* A bit too dramatic for my tastes, but they’re not wrong, except for the fact that the governor has yet to propose a truly balanced budget. From a Daily Herald editorial entitled “Enough! Time for leaders, lawmakers to quit the politics and produce a budget”…
For two years in a row, rather than produce a balanced budget that will require real, practical spending restraints and let his party members stand accountable for them, House Speaker Michael Madigan has delivered a budget calling for billions of dollars more in spending than revenues will support. This year the deficit is $7 billion.

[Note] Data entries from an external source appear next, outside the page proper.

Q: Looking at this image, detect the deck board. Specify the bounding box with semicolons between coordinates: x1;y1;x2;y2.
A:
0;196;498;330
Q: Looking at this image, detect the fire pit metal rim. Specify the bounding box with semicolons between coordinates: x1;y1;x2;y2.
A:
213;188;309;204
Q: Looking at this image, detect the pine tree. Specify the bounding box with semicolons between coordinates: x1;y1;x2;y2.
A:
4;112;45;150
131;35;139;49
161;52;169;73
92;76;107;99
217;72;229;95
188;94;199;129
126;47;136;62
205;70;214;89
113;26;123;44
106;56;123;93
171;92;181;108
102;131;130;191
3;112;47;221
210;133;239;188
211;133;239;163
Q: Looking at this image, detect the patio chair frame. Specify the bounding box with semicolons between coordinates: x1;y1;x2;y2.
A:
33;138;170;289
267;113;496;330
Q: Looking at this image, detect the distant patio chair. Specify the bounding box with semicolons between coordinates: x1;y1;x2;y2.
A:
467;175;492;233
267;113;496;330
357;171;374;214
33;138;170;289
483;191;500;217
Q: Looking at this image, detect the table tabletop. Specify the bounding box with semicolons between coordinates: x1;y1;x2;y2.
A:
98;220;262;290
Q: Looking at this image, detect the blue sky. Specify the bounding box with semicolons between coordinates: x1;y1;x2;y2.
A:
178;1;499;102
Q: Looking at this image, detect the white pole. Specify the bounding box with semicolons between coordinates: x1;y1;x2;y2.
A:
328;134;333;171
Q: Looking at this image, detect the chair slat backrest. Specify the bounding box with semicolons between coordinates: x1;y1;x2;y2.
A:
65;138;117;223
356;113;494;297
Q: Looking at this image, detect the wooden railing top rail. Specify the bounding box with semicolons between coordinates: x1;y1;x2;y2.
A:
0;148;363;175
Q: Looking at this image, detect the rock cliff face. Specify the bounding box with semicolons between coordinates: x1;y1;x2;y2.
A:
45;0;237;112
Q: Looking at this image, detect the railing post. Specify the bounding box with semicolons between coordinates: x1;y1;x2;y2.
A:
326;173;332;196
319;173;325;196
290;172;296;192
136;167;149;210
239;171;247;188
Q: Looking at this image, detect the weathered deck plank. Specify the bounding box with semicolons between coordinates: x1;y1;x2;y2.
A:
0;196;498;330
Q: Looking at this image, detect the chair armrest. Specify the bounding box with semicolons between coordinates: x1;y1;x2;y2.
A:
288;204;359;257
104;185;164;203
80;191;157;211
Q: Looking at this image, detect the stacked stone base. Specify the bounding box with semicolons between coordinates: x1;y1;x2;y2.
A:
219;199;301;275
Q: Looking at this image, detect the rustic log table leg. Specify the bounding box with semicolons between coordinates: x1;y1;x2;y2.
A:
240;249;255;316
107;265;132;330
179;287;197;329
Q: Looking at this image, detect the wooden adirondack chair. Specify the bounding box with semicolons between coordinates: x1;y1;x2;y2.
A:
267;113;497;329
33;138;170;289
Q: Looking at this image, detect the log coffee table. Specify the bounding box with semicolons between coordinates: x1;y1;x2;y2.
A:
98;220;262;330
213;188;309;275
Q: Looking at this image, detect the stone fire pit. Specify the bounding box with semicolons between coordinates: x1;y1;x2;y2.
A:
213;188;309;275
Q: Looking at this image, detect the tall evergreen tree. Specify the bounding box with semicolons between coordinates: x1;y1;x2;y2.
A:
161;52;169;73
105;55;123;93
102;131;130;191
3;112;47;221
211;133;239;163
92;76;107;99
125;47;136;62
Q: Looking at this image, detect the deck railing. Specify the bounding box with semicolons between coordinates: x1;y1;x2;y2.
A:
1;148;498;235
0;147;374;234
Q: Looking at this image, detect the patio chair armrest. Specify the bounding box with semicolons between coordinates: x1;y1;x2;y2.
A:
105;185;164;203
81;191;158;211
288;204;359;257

And as heinous as such a brazen political act is, remember this: His members have let him do it. No suburban Democrats — nor downstate nor Chicago Democrats, for that matter — have stood at the speaker’s doorstep and demanded, “Mr. Speaker, this is an irresponsible act you are committing in our name. I protest.” Only five in the House — Scott Drury, of Highwood; Jack Franks, of Marengo; Stephanie Kifowit, of Aurora; Elaine Nekritz, of Northbrook; and Carol Sente, of Vernon Hills — and four in the Senate — Melinda Bush, of Grayslake; Julie Morrison, of Deerfield; Laura Murphy, of Des Plaines; and Mike Noland, of Elgin — showed enough backbone to refuse to sign on to the sham of the speaker’s unbalanced budget. […]
Our Republican governor campaigned on a promise of economic competency, relationship building and compromise “to focus like a laser” — as he repeatedly vowed — to repair Illinois’ fractured financial condition. Yet today we find ourselves in even worse shape than when he took office 18 months ago.
He has offered budget proposals as required by the constitution, but for far too long, he has tied his support for a spending plan to his controversial Turnaround Agenda, a collection of many important reforms, but none vital to the immediate financial operation and well-being of the state.
Where were the Republican voices — suburban or otherwise — demanding a more productive strategy? There have been plenty of complaints against the other party. There has been all too little soul searching within.
The “We are worse off now than 18 months ago” theme, pushed hard by Crain’s Chicago Business (“By nearly every measure, the state is worse off since Rauner took office”) and now with the Daily Herald, is something the governor is going to have to deal with. Because no way in heck can you call the Daily Herald editorial board a bunch of collectivists.